Born into the family of an engineer, Ehrenburg spent his youth in Moscow, where he was expelled from the sixth grade of the gymnasium for participation in Bolshevik organizations. In 1908 he emigrated to Paris; France would become a second home for him. His first poetry collection was published there in 1910.
Throughout his life Ehrenburg, a friend of Pablo Picasso, Fernand Leger, and Louis Aragon, was fated to serve as cultural courier between Russia and Europe.
He considered himself first of all a poet, but there was always an internal struggle among the poet, journalist, and prose writer within him. To his credit he created masterpieces in each of the three genres: the brilliant satirical novel Julio Juretiito (1922), published with a preface by Nikolai Bukharin; poetry depicting the Spanish Civil War; antifascist essays during the Second World War; and newspaper articles during World War II. Journalism, however, with its haste and seductions to carelessness, corroded both his poetry and prose. The novel The Tempest (1948), interesting in its time, is impossible to read today. The novella The Thaw (1954) was artistically weak; however, it gave a precise description of the brief flirtation with liberalism in the time of Khrushchev.

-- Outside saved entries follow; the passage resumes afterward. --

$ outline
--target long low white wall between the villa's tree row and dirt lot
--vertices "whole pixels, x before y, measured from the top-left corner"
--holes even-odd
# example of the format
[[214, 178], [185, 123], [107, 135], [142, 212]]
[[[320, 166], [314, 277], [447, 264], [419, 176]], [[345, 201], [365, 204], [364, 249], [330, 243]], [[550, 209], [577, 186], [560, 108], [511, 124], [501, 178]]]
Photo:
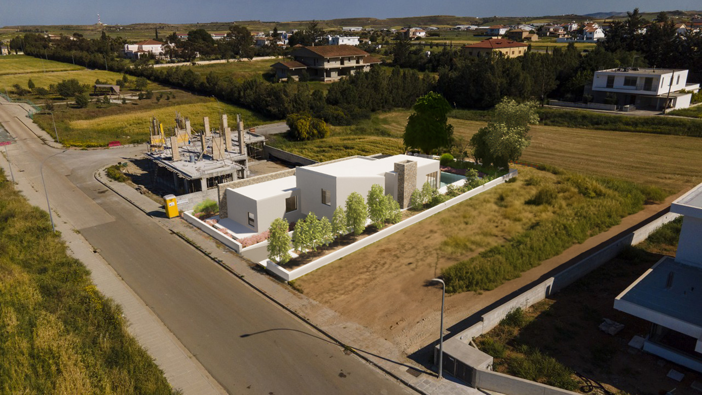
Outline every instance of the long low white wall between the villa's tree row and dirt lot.
[[441, 203], [438, 206], [434, 206], [432, 208], [429, 208], [428, 210], [425, 210], [417, 215], [414, 215], [413, 217], [409, 217], [402, 222], [398, 222], [395, 225], [391, 225], [390, 227], [387, 227], [387, 228], [381, 230], [380, 232], [377, 232], [376, 234], [368, 236], [361, 241], [357, 241], [357, 242], [351, 244], [350, 246], [340, 248], [339, 250], [336, 250], [329, 255], [321, 257], [318, 260], [313, 260], [312, 262], [308, 263], [307, 265], [303, 265], [301, 267], [298, 267], [297, 269], [293, 269], [291, 271], [288, 271], [287, 269], [284, 269], [284, 267], [281, 267], [274, 262], [269, 262], [266, 265], [266, 269], [270, 270], [270, 272], [272, 272], [276, 276], [279, 276], [281, 279], [284, 279], [285, 281], [291, 281], [291, 280], [297, 279], [298, 277], [301, 277], [307, 273], [313, 272], [314, 270], [317, 270], [320, 267], [323, 267], [324, 265], [329, 265], [331, 262], [334, 262], [335, 260], [338, 260], [342, 257], [345, 257], [346, 255], [349, 255], [350, 253], [354, 253], [355, 251], [360, 250], [361, 248], [369, 246], [372, 243], [375, 243], [376, 241], [378, 241], [380, 239], [383, 239], [387, 236], [390, 236], [391, 234], [393, 234], [395, 232], [398, 232], [406, 227], [409, 227], [411, 225], [416, 224], [417, 222], [420, 222], [421, 220], [424, 220], [428, 217], [431, 217], [432, 215], [435, 215], [436, 213], [439, 213], [440, 211], [445, 210], [446, 208], [449, 208], [449, 207], [454, 206], [458, 203], [461, 203], [462, 201], [468, 200], [468, 199], [472, 198], [473, 196], [480, 194], [481, 192], [485, 192], [486, 190], [491, 189], [492, 187], [496, 187], [497, 185], [502, 184], [506, 180], [509, 180], [510, 178], [516, 177], [516, 176], [517, 176], [517, 169], [512, 169], [512, 170], [510, 170], [509, 173], [503, 175], [500, 178], [496, 178], [495, 180], [487, 182], [486, 184], [481, 185], [475, 189], [471, 189], [470, 191], [465, 192], [465, 194], [461, 194], [460, 196], [456, 196], [453, 199], [449, 199], [448, 201], [445, 201], [444, 203]]

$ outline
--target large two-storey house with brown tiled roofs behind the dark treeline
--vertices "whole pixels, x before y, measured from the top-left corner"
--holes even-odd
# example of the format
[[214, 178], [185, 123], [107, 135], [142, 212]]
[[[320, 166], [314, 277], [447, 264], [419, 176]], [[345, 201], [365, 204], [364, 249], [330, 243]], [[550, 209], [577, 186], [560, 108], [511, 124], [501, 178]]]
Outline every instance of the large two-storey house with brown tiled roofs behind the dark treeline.
[[355, 46], [303, 46], [292, 53], [294, 60], [271, 65], [279, 79], [300, 79], [305, 71], [314, 81], [336, 81], [358, 71], [368, 71], [380, 60]]

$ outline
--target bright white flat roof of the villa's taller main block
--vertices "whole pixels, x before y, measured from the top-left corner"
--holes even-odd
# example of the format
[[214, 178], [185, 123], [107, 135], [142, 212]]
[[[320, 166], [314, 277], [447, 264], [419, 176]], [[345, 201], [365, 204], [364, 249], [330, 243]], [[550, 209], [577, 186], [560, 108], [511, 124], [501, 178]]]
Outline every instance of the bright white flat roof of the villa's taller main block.
[[383, 159], [366, 157], [352, 158], [326, 165], [305, 166], [305, 168], [317, 173], [333, 175], [334, 177], [367, 177], [369, 175], [382, 175], [390, 171], [395, 171], [395, 163], [400, 161], [415, 161], [417, 162], [417, 166], [439, 163], [439, 161], [435, 159], [400, 154]]

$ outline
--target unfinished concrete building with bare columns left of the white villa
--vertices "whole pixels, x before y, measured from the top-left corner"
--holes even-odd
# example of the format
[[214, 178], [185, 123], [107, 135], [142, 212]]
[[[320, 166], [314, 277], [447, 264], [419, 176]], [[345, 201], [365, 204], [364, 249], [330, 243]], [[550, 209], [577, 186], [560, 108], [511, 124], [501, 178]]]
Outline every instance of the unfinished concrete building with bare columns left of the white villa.
[[[187, 210], [205, 199], [217, 199], [217, 186], [249, 177], [247, 152], [257, 151], [265, 138], [244, 130], [237, 115], [237, 133], [220, 116], [220, 128], [210, 128], [208, 117], [204, 128], [192, 130], [190, 119], [176, 113], [176, 126], [164, 133], [157, 119], [152, 119], [149, 152], [154, 163], [154, 184], [178, 197], [178, 208]], [[168, 137], [166, 137], [168, 135]], [[248, 147], [248, 146], [253, 146]]]

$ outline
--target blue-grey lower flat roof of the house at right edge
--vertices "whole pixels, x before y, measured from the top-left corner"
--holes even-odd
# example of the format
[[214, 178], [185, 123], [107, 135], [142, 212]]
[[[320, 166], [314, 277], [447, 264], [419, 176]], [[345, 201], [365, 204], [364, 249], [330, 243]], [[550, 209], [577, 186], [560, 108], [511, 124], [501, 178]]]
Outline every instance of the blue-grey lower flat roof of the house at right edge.
[[616, 299], [702, 328], [702, 268], [663, 257]]

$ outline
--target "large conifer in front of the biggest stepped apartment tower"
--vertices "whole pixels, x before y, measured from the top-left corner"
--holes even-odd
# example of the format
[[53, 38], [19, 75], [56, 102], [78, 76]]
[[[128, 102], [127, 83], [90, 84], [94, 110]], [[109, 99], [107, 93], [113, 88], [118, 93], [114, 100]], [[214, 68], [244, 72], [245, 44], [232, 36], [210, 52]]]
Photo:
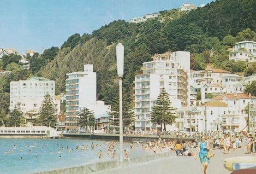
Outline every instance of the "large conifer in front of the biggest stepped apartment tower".
[[162, 88], [150, 113], [151, 122], [161, 124], [161, 130], [162, 124], [164, 124], [164, 131], [166, 131], [166, 124], [172, 125], [175, 122], [175, 118], [177, 118], [172, 112], [173, 110], [176, 109], [171, 107], [169, 94], [166, 92], [165, 88]]

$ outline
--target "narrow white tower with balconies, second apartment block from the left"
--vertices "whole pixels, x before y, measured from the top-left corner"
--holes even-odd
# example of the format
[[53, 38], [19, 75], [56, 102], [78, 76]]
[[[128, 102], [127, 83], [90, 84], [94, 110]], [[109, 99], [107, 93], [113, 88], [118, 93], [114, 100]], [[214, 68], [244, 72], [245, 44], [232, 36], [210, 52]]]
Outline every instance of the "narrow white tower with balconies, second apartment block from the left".
[[78, 130], [79, 111], [95, 110], [96, 73], [92, 64], [85, 64], [84, 71], [66, 74], [66, 130]]

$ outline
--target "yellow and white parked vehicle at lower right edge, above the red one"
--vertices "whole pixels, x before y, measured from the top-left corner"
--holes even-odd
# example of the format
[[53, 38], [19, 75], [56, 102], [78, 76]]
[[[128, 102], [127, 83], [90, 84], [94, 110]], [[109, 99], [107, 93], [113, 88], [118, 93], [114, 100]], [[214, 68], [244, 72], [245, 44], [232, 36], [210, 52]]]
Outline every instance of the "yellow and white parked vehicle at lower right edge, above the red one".
[[224, 162], [225, 162], [224, 167], [229, 171], [233, 171], [235, 169], [240, 169], [240, 168], [256, 167], [256, 157], [254, 155], [242, 156], [242, 157], [230, 157], [230, 158], [226, 158]]

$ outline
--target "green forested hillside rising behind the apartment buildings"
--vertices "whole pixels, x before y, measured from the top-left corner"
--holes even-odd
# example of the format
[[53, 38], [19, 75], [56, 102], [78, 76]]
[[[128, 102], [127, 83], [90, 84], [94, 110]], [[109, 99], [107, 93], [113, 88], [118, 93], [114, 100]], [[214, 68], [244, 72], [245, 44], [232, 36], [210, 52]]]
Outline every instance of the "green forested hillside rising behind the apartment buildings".
[[[255, 12], [256, 0], [216, 0], [188, 13], [175, 9], [161, 11], [160, 17], [143, 23], [113, 21], [93, 31], [92, 35], [71, 35], [60, 50], [52, 48], [53, 54], [46, 52], [39, 59], [31, 58], [38, 63], [32, 64], [32, 71], [22, 71], [24, 75], [21, 75], [22, 78], [39, 75], [54, 80], [56, 94], [60, 94], [65, 93], [66, 73], [82, 71], [83, 64], [93, 64], [97, 72], [98, 99], [111, 104], [118, 92], [115, 58], [118, 41], [125, 46], [123, 85], [130, 101], [134, 76], [141, 73], [142, 63], [151, 60], [153, 54], [168, 50], [190, 51], [193, 70], [203, 70], [211, 64], [233, 73], [250, 75], [256, 73], [255, 64], [246, 68], [245, 62], [229, 61], [227, 48], [238, 41], [256, 41]], [[54, 54], [57, 55], [52, 58]], [[1, 92], [10, 92], [10, 79], [20, 76], [19, 73], [14, 75], [14, 79], [11, 75], [0, 78], [3, 81]]]

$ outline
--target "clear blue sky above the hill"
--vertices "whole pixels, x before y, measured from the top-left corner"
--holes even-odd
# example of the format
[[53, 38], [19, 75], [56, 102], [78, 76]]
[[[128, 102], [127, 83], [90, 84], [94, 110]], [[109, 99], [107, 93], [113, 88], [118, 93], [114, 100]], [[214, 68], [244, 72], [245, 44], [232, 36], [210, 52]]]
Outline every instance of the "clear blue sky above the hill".
[[75, 33], [91, 34], [113, 20], [212, 0], [0, 0], [0, 47], [18, 52], [61, 46]]

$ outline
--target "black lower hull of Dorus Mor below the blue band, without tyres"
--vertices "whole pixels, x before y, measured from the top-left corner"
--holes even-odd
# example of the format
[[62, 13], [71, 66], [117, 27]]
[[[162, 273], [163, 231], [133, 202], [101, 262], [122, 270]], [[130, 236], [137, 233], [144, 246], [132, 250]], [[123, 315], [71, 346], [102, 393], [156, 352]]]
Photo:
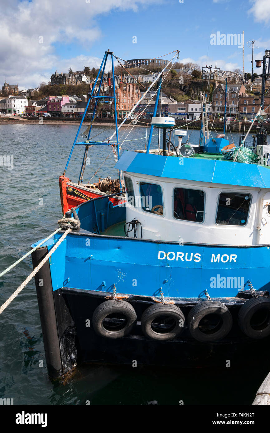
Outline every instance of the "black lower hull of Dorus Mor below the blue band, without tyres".
[[[36, 265], [46, 255], [47, 248], [33, 253]], [[155, 296], [117, 294], [129, 302], [137, 313], [137, 324], [130, 333], [120, 339], [98, 336], [91, 326], [93, 312], [102, 302], [112, 298], [107, 291], [93, 291], [61, 287], [52, 291], [50, 266], [43, 268], [36, 277], [36, 291], [50, 378], [58, 378], [83, 363], [115, 363], [133, 365], [161, 365], [181, 368], [224, 367], [254, 365], [254, 362], [270, 362], [270, 338], [254, 340], [245, 336], [237, 326], [237, 315], [243, 298], [230, 298], [227, 305], [233, 317], [233, 327], [221, 341], [200, 343], [186, 326], [179, 338], [171, 341], [153, 341], [143, 335], [140, 319], [147, 307], [158, 301]], [[40, 287], [40, 278], [44, 285]], [[250, 295], [247, 294], [247, 297]], [[44, 299], [46, 301], [44, 302]], [[165, 298], [166, 299], [166, 298]], [[218, 299], [224, 301], [224, 299]], [[185, 317], [195, 304], [195, 299], [174, 298]], [[90, 320], [90, 326], [86, 323]]]

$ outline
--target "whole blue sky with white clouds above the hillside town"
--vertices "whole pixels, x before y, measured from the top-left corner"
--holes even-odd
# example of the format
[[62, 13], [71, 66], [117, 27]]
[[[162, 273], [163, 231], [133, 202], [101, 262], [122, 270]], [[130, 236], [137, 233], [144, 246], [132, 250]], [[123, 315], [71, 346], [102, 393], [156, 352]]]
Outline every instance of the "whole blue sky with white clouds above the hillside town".
[[[237, 45], [211, 45], [211, 34], [244, 30], [245, 70], [270, 47], [270, 0], [38, 0], [0, 1], [0, 85], [49, 81], [55, 71], [98, 66], [110, 48], [121, 58], [180, 50], [180, 60], [221, 69], [242, 68]], [[133, 36], [137, 43], [133, 43]], [[40, 42], [42, 38], [42, 42]], [[171, 55], [166, 58], [171, 58]], [[3, 84], [2, 84], [3, 85]]]

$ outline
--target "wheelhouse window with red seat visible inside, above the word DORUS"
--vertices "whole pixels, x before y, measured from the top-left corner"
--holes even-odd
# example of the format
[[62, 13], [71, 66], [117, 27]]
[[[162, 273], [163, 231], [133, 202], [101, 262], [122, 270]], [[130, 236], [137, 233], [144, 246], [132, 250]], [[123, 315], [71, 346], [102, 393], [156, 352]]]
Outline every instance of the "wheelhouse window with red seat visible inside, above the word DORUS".
[[173, 216], [177, 220], [202, 223], [204, 220], [204, 209], [204, 191], [187, 188], [174, 188]]

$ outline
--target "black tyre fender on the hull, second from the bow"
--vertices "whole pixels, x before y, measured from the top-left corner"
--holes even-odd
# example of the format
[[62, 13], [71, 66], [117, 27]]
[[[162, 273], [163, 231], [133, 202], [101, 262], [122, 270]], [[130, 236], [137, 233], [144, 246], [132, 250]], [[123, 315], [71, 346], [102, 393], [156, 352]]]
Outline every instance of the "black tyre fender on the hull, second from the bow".
[[154, 304], [143, 312], [141, 326], [146, 337], [168, 341], [182, 333], [185, 316], [174, 304]]

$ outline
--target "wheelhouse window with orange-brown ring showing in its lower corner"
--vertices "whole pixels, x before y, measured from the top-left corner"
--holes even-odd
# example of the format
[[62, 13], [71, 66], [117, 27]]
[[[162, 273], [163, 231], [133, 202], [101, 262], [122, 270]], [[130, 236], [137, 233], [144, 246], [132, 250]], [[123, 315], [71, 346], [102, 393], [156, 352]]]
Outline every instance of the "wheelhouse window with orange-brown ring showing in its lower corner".
[[156, 215], [163, 215], [163, 197], [160, 185], [140, 182], [142, 209]]

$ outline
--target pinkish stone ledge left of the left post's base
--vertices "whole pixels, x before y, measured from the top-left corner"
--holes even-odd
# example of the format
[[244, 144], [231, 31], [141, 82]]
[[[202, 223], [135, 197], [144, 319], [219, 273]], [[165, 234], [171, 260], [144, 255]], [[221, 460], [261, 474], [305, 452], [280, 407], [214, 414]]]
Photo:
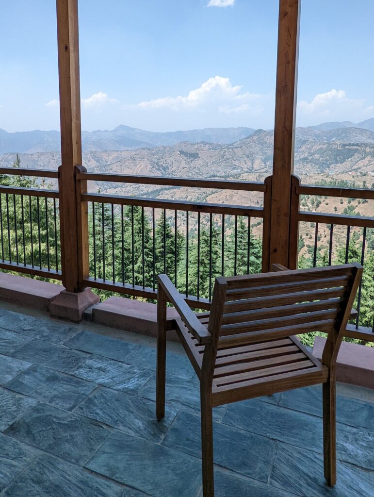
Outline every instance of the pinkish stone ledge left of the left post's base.
[[11, 304], [48, 311], [62, 290], [57, 283], [0, 272], [0, 300]]

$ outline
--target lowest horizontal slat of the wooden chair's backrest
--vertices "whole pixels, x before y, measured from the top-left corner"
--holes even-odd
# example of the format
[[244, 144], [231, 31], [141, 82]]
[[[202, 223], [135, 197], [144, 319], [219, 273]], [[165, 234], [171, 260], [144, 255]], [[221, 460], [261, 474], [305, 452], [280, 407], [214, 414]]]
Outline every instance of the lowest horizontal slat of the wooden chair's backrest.
[[315, 321], [313, 323], [303, 323], [296, 326], [285, 326], [284, 328], [273, 328], [265, 331], [252, 331], [249, 333], [238, 333], [236, 335], [227, 335], [220, 338], [223, 345], [239, 345], [241, 343], [253, 343], [260, 340], [274, 340], [285, 336], [299, 335], [300, 333], [309, 333], [310, 331], [331, 331], [334, 326], [334, 319]]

In 1948, together with Irene Joliot-Curie, Yves Farge, and Aleksandr Fadeyev, Ehrenburg was one of the founders of the international peace movement and in 1949 was elected vice president of the World Peace Committee. The Western press and internal gossip frequently accused Ehrenburg of political and moral duplicity. However, in the very difficult position between Europe and Stalin, there is evidence that he did the maximum possible to help defend and support writers and artists in trouble with the regime without crossing the boundary that would have put himself behind barbed wire. To judge Ehrenburg from a distance is easy, to have been Ehrenburg was much more difficult. His memoirs, People, Years, Life, are a priceless resource for understanding the epoch, but it is a pity that many pages were written hastily, with many ellipses.
A bilious, venomous polemicist, he knew how to admire and enjoy the art of others. It was he who first managed to publish Marina Tsvetaeva, to first exhibit Picasso in Moscow, to discover the remarkable poet Boris Slutsky. Ehrenburg abides in a special place in the nation’s memory. During World War II soldiers would never roll cigarettes from any newspaper that contained an article by Ehrenburg; this speaks volumes about him.